Daniel Smith watercolors… they make it so difficult not to play! And I’ve been playing and discovering new things with D.S. paints for over 25 years now.
Whilst teaching my experimental Daniel Smith watercolor demos and workshops at their Seattle and Bellevue stores, a friend who was on staff there, chuckled abit at my out of the box “testing” methods.
Giving me the nickname, the “Professor.” And I guess thats true in a way.
I do love to test, to experiment. To find out what is going to happen if…. Its by combining the random, the odd sox, the unlikely that I have come up with some really fascinating techniques and color mixes that to me are breathtaking. Unique.
Salt Pan Lake
Sleeping Beauty Turquoise is a translucent blue green creating the atmospheric feeling of distance surrounding this empty, isolated, dry Salt Pan Lake.

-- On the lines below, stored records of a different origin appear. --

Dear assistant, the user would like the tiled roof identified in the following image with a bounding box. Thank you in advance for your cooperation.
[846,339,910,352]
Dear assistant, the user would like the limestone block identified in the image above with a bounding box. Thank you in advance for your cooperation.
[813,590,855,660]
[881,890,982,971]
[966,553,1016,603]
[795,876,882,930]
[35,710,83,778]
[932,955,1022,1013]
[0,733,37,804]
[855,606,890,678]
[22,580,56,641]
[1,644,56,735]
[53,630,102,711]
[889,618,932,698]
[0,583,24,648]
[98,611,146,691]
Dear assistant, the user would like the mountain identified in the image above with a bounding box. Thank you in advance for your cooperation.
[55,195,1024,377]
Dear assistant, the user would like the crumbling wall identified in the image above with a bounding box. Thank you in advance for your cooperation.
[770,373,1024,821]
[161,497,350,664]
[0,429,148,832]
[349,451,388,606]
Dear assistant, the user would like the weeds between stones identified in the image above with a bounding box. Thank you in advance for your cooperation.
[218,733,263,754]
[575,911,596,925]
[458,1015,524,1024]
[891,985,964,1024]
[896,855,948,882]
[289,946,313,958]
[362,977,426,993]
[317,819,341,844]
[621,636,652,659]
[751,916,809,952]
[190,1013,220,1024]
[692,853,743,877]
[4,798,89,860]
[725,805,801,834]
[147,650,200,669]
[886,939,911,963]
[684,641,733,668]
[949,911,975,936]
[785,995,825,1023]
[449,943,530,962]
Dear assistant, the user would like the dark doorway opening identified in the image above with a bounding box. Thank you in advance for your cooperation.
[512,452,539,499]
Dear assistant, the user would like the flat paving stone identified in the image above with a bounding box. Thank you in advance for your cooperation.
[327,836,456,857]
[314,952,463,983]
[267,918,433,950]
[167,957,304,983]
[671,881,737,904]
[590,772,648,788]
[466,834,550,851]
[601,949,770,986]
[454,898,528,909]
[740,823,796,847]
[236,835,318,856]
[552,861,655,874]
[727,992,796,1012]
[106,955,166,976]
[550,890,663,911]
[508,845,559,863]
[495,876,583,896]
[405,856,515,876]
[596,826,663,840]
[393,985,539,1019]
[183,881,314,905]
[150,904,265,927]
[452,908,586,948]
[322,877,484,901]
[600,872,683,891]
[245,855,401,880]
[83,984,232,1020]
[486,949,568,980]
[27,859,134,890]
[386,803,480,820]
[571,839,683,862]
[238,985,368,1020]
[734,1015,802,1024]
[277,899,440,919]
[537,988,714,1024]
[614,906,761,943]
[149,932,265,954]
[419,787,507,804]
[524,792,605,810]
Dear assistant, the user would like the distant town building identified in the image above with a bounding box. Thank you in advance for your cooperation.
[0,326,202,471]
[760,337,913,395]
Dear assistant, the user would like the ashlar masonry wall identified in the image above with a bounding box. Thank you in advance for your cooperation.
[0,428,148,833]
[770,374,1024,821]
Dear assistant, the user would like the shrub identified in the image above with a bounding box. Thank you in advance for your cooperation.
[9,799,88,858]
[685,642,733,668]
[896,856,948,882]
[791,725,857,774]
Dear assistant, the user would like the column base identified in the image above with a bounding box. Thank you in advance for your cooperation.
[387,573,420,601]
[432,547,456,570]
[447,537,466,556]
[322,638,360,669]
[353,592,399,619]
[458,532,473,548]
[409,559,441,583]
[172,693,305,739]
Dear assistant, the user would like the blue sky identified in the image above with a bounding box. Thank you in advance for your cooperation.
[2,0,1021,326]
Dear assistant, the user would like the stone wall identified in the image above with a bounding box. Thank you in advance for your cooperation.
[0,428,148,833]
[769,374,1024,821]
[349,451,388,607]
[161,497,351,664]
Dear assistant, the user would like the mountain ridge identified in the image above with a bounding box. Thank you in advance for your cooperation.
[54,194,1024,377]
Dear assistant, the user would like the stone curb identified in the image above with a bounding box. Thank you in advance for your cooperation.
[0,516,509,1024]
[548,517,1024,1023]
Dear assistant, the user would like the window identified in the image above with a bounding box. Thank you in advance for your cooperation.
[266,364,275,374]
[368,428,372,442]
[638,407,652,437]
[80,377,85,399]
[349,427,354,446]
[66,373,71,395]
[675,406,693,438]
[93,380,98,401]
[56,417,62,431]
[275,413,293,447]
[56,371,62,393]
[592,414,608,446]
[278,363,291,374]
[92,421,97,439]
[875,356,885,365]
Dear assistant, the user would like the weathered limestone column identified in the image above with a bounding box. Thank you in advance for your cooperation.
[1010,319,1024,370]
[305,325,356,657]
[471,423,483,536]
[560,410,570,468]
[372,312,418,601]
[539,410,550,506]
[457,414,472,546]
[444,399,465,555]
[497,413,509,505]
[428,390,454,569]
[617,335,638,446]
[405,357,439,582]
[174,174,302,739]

It has a loneliness and emptiness to it that is relieved only by the 2 hematites I’ve chosen to use – plain Hematite that is a cooler chocolate and the warmer Hematite Burnt Scarlet.
I tried jade paint on impasto, lapis and hematite on moulding paste getting a lot of textural effect.

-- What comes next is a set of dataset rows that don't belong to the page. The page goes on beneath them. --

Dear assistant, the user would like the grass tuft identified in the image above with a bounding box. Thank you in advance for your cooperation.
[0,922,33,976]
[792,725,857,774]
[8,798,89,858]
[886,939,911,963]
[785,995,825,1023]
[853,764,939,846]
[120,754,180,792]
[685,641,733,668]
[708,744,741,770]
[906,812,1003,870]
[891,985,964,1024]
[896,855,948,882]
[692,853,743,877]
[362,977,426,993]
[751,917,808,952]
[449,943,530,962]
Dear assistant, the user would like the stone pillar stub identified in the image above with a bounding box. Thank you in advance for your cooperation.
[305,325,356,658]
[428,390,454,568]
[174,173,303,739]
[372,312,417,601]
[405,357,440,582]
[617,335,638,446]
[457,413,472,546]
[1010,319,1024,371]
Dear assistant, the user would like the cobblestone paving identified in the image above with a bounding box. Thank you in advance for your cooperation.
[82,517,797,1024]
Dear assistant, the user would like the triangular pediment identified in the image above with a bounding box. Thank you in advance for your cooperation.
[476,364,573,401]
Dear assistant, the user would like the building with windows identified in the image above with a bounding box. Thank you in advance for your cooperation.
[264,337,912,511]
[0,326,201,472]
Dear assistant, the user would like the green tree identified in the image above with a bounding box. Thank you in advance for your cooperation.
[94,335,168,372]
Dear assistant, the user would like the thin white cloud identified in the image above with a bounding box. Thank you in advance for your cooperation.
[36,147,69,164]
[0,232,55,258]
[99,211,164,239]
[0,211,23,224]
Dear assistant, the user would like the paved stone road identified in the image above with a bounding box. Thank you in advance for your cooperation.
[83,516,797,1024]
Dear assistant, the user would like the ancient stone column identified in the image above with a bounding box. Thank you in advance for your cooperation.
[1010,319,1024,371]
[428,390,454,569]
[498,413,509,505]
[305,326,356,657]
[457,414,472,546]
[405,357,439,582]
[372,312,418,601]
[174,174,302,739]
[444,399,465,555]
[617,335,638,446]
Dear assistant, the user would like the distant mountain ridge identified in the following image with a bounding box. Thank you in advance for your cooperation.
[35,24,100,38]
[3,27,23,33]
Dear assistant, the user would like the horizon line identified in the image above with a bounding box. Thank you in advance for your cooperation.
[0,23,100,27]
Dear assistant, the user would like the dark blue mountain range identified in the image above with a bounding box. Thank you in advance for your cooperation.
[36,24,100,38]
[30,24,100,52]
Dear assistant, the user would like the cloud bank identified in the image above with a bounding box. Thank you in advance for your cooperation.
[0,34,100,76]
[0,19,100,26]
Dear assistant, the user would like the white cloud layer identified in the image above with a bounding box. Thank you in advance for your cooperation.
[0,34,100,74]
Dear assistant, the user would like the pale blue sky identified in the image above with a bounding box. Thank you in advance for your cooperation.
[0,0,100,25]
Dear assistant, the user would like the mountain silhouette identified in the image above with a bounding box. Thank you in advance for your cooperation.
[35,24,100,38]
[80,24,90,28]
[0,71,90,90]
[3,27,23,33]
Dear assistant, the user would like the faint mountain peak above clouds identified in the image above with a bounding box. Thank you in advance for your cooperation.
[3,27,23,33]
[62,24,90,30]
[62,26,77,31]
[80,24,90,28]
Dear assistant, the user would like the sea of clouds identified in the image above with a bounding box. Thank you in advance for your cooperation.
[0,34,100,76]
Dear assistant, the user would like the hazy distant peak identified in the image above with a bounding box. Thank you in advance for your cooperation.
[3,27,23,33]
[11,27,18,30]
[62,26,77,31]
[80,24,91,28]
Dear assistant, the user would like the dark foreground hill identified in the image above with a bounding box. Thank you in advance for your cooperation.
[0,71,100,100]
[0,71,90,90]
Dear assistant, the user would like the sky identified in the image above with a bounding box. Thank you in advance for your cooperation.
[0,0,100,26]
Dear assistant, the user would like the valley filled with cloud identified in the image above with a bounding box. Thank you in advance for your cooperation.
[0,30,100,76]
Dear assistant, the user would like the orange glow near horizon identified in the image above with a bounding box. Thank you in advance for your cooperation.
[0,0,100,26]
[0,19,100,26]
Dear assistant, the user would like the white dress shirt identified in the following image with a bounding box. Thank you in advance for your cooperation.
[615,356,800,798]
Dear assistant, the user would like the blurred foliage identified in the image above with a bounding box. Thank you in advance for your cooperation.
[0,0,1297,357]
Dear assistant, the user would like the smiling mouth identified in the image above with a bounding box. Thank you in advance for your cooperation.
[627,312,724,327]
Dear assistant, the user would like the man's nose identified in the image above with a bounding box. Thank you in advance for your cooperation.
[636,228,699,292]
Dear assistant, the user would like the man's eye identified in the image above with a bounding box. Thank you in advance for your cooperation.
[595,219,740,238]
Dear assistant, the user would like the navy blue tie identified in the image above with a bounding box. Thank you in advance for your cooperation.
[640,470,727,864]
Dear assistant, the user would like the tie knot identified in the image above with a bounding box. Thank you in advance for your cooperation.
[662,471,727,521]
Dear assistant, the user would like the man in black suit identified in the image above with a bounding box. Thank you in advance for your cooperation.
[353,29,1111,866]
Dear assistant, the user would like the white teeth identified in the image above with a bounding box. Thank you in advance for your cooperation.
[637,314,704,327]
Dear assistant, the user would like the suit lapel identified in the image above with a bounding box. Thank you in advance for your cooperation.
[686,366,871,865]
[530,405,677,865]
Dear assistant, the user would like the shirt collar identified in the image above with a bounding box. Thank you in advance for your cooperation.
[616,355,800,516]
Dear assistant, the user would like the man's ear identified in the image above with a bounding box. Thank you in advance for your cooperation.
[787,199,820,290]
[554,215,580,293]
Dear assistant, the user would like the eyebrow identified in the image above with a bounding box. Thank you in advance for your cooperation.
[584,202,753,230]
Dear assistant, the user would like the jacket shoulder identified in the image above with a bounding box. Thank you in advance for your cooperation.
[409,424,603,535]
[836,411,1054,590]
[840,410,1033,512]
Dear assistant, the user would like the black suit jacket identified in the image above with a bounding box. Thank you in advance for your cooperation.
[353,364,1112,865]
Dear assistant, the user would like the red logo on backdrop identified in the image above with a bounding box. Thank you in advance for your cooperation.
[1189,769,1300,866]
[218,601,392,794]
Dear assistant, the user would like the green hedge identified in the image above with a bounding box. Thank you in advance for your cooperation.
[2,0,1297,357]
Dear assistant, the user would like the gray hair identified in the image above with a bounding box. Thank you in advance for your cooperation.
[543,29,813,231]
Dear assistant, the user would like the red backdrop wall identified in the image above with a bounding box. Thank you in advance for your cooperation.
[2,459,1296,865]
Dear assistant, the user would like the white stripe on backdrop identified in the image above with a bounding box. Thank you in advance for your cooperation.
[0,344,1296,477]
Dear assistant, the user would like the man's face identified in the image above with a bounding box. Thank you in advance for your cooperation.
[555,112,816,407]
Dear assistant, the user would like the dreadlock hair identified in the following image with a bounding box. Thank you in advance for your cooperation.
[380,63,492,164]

Zoisite on masa paper was lovely, then I mixed sodalite with rhodonite. That was a lovely surprise. I was having a lot of fun painting and creating from these jewels of the earth.
They seem to come alive with their textures and colours; and for me, so useful painting watercolour landscapes.

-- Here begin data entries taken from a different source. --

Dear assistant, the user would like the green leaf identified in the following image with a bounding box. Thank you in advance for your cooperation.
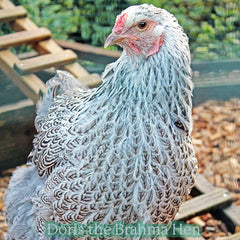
[6,0,239,60]
[215,6,228,17]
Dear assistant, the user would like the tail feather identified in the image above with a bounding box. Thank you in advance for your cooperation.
[27,71,84,166]
[35,70,84,132]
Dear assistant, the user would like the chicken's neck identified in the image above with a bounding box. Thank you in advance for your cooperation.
[100,47,193,131]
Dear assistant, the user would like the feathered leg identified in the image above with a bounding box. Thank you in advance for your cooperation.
[4,165,44,240]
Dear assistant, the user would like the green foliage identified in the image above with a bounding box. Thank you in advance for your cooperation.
[139,0,240,60]
[4,0,240,60]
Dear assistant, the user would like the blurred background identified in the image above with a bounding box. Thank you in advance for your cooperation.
[2,0,239,104]
[1,0,239,60]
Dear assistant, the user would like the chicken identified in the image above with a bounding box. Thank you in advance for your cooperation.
[4,4,197,240]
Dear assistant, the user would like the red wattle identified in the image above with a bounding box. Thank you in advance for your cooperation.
[146,35,164,57]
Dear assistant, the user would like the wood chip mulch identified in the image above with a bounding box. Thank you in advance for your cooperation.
[192,99,240,205]
[0,99,240,239]
[0,173,10,240]
[187,213,232,239]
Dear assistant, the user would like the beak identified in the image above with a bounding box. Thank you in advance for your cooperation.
[104,32,124,48]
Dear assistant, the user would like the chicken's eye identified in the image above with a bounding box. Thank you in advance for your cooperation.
[137,21,147,30]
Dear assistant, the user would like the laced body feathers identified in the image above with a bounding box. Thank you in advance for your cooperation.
[33,38,197,238]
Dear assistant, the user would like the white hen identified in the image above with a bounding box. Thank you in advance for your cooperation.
[5,4,197,240]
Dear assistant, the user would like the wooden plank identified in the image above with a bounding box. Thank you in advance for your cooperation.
[35,39,64,54]
[213,203,240,235]
[27,39,96,87]
[194,174,240,229]
[56,39,121,64]
[194,173,215,193]
[221,205,240,232]
[35,40,97,87]
[17,51,39,60]
[194,174,240,232]
[215,233,240,240]
[0,50,47,103]
[12,17,39,32]
[0,104,35,172]
[36,40,97,87]
[35,40,91,80]
[0,6,27,23]
[62,61,90,79]
[0,0,16,8]
[63,62,102,87]
[0,27,51,50]
[14,50,77,75]
[176,188,232,221]
[0,99,33,114]
[36,40,102,87]
[78,73,102,88]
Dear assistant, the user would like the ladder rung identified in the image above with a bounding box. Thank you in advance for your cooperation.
[0,27,51,50]
[0,6,27,23]
[78,73,102,88]
[14,50,78,75]
[0,50,47,103]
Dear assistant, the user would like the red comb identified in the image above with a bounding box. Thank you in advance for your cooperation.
[113,13,127,33]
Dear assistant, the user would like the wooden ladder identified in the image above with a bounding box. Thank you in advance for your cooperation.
[0,0,101,104]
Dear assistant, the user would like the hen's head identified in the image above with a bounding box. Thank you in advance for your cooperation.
[105,4,188,59]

Winter watercolor landscape has several blues and greys blended in, including: sodalite, lapis, cobalt, tourmaline, amethyst.
There was a cool wintery feeling conveyed through my color choices.
Watercolour Landscapes Trees was done using just one colour – Zoisite green grey.
I chose Masa printing paper, its quite thin, but robust and I know this paper well. I’m used to it and I enjoy its texture and character.
Dampening the paper except for a thin strip, I painted the sky a light pale wash, then the far trees bait darker, near trees much darker. Making sure I didn’t let this dry, I ‘snuck’ up and let the damp brush touch the foliage greenery to allow it to flow down into ‘reflections.’
The first one did not work very well… so, you do not get to see it!
Serpentine Bark collage was a previous art work done using Serpentine, Amazonite, Tiger’s Eye, Green Apatite, Hematite.
The torn Arches and Saunders 100% cotton papers, leaving the white edge to show, helps to convey bark stripping and peeling away from the trunk.
If you’re wondering how these paints are made….
Gemstone paints are made by crushing and grinding these stones into a very fine powder pigment.
Then adding gum arabic, mixing, and putting into the tubes.
Reflections in Amethyst was Sold, on its first outing.
I used Sodalite, a deep intense blue grey that dilutes out to a soft grey with Amethyst.
By dampening the Arches 100% paper, except for that tiny strip of white you see, I was able to get a lot of nice blending and softer edges than if I was working on dry paper.
This image was done on one of my Daniel Smith watercolor ‘experimentation’ play days. Days where I paint a lot.
A few, turn out nicely.
Most don’t. But more importantly is I’ve enjoyed the creative time and I learn new things... every time!
Even when I ‘play’ I like to use 100% cotton paper; the results are always better. And, you never know, that little experiment just may get sold!
Its always a great selling point that you have used 100% cotton paper, Archival paper, materials that won’t yellow, warp, fade, or otherwise cause your client future distress.
The Lapis and Hematite Burnt Scarlet were applied over top dried textured, moulding paste. Wow. Loved the textures and colours, great for rocks, escarpments – even tree bark.